Pour atteindre ce résultat, ces chercheurs se sont inspirés d’une précédente étude (Science, août 2022) sur les tout aussi surprenantes que solides architectures poreuses des termitières géantes. « Ces travaux précurseurs permettaient de concevoir des matériaux irréguliers avec des propriétés matérielles constantes. Dans notre travail, nous faisons progresser ce concept en permettant la création d’un matériau dont les propriétés de résistance, optimisées, varient dans l’espace », poursuit Shelly Zhang. Les auteurs illustrent leur recherche par une application théorique sur un tibia, mais reconnaissent qu’ils doivent maintenant se rapprocher d’équipes médicales pour affiner les possibilités d’applications du modèle informatique.

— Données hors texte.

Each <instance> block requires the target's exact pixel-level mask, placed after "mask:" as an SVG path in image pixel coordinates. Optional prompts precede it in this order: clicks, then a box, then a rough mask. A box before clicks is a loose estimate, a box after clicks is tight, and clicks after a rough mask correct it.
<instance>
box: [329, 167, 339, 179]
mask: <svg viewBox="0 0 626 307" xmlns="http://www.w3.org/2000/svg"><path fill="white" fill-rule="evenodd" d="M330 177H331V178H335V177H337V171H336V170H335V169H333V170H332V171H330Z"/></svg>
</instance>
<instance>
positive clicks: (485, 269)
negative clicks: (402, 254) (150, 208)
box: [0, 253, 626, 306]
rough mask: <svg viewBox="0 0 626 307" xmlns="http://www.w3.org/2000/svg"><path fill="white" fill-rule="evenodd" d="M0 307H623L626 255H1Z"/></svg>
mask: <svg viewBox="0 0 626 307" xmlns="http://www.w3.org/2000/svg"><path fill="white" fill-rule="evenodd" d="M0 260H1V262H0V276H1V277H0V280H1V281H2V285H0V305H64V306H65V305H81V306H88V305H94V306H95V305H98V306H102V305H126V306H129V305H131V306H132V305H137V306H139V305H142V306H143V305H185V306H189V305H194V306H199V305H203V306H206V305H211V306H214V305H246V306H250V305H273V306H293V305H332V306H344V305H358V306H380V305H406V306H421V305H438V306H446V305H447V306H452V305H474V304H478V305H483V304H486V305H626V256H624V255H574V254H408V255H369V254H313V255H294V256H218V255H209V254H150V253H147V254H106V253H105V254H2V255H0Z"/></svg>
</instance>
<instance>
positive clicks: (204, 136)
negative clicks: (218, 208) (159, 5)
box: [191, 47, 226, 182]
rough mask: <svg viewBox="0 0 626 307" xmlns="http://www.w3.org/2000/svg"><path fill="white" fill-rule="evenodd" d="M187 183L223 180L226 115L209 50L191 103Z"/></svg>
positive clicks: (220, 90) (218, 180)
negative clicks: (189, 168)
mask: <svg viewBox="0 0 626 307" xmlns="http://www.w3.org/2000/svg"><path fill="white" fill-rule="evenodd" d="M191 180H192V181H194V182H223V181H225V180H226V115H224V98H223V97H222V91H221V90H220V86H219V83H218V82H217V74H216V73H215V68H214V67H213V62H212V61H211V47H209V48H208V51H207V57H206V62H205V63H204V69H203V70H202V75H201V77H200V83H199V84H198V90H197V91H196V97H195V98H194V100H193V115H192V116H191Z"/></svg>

De Grenoble, la directrice de l’unité Bio Santé (Inserm-CEA-UGA-CNRS), Catherine Picart, estime d’un grand intérêt ces travaux alors que son propre laboratoire expérimente, à l’aide d’une imprimante 3D, la réalisation d’échafaudages bio-inspirés recouverts d’une substance polymère afin que l’os puisse s’autoréparer. « Leur approche de modélisation informatique permet d’analyser certains paramètres tels des effets d’architecture ou des contraintes aux interfaces, ce qui est très intéressant pour optimiser un matériau, observe-t-elle. Cependant, c’est un modèle informatique et nous sommes dans des conditions virtuelles, donc idéales. La question reste maintenant de savoir comment ils vont réellement créer ce matériau. »

Application pour les prothèses

A Nice, le chirurgien orthopédique Vincent Lavoué est ouvert à ce type de recherche : « Les matériaux biomimétiques proposés sur le marché utilisent déjà des imprimantes 3D pour concevoir des implants métalliques. C’est le sens de l’histoire d’utiliser des algorithmes d’apprentissage automatique pour les ajuster au mieux aux contraintes mécaniques et aux propriétés intrinsèques osseuses. » Pour ce spécialiste, ancien chirurgien à l’hôpital de Nice qui travaille désormais à la clinique Kantys-Centre, « cette approche est encore théorique, mais elle pourra être utile dans le cas de comblement de perte de substance osseuse importante ». « Plutôt qu’une prise en charge de fracture du fémur présentée dans l’article, elle trouvera sûrement sa place dans la chirurgie prothétique de hanche, de genou ou d’épaule », avance-t-il.

La professeure Elvire Servien, à l’hôpital de la Croix-Rousse (Lyon), ajoute que ce type de matériau pourra être pratique dans le cas de complications postfractures, notamment dans le cas d’infection ostéo-articulaire où des morceaux d’os doivent être enlevés. « Que ce soit dans le cas de reconstructions osseuse ou ostéoarticulaire, nous devons faire appel à des banques osseuses telles que l’OstéoBanque de Clermont-Ferrand ou celle de Bruxelles, précise-t-elle. Cependant, dans les deux cas, ces allogreffes ne sont pas fraîches et certaines propriétés osseuses des greffons, notamment mécaniques, ont pu être fortement altérées par le système de cryopréservation. »

Cheffe de service adjointe de chirurgie orthopédique et médecine du sport, Elvire Servien conclut que « si les propriétés biomécaniques du matériau imaginé par ces chercheurs sont au rendez-vous, cela pourrait devenir une solution beaucoup plus intéressante que les allogreffes, encore plus proche de l’anatomie du patient ».